Freeport hopes to use some pedal power to jumpstart the downtown - – Rockford’s News Leader

Freeport hopes to use some pedal power to jumpstart the downtown economy

Freeport's downtown hopes to cash in on a new path that connects the Pretzel City to Madison. The bike path could mean thousands of more dollars in revenue from sales tax.

Tutty's Crossing is about to become the trail head for the Jane Addams Trail. The now-incomplete bike path will eventually stretch from Freeport to Madison.

"I think that all business owners in the downtown area could definitely say that they will capitalize from this," says Josh Elliot, Zealous Art Studio and Tattoo owner.

When the last of the asphalt is poured, the connection does not just mean a better ride for bikers but potentially big money for the Pretzel City. The reason is that a typical weekend biker usually spends about $300 during a ride, according to Freeport Downtown Development Foundation's River District Committee.

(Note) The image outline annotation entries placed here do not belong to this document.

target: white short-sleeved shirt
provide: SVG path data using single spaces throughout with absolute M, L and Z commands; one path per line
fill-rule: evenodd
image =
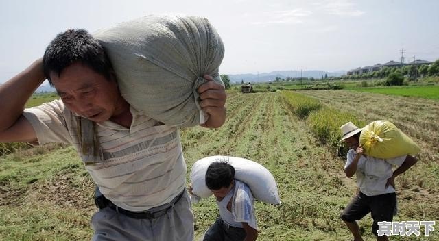
M 354 149 L 348 151 L 345 168 L 352 163 L 356 155 L 357 151 Z M 395 189 L 391 185 L 386 188 L 385 183 L 387 179 L 393 175 L 393 166 L 399 167 L 406 157 L 403 155 L 392 159 L 379 159 L 362 155 L 358 160 L 355 172 L 357 186 L 360 192 L 369 196 L 395 192 Z
M 97 123 L 104 161 L 86 165 L 101 192 L 123 209 L 140 212 L 170 202 L 185 188 L 186 164 L 180 134 L 132 107 L 130 129 L 107 120 Z M 56 100 L 25 109 L 38 143 L 73 144 L 80 156 L 77 118 Z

The group studied Madison and found that by just adding bike racks outside of businesses, the city increased its sales tax revenue by 3 percent.

"So for us that would be substantial. So we are looking at anywhere, close to $129,000 sales tax revenue to the city as well as upwards of $2 million for businesses here in the community," says Michele Massoth, River District Committee chair.

Besides adding custom bike racks, Freeport is also getting ready to put a bike lane through its downtown. It will loop the downtown starting from Tutty's Crossing.

"We believe it will attract people from a regional standpoint," Massoth says.

It has places like Union Dairy thinking beyond just its popular ice cream. Jodi Miller is trying to add signage so people who don't know what they offer will stop in. And those who do, she wants them to consider checking out the trail by adding a bike rental option.

"I want to have bikes available for my customers that come in from all over, which is right next to me and then they can take one of my bikes and go," says Miller.

"Certainly while Freeport has seen its share of challenges with businesses leaving and downsizing we see this as an opportunity to round that corner and start to see growth again in our community," says Massoth.

Freeport's River District Committee is also going to be holding workshops for store owners to help them become more bike-friendly. That includes making sure more business take credit and debit cards and are willing to ship any merchandise.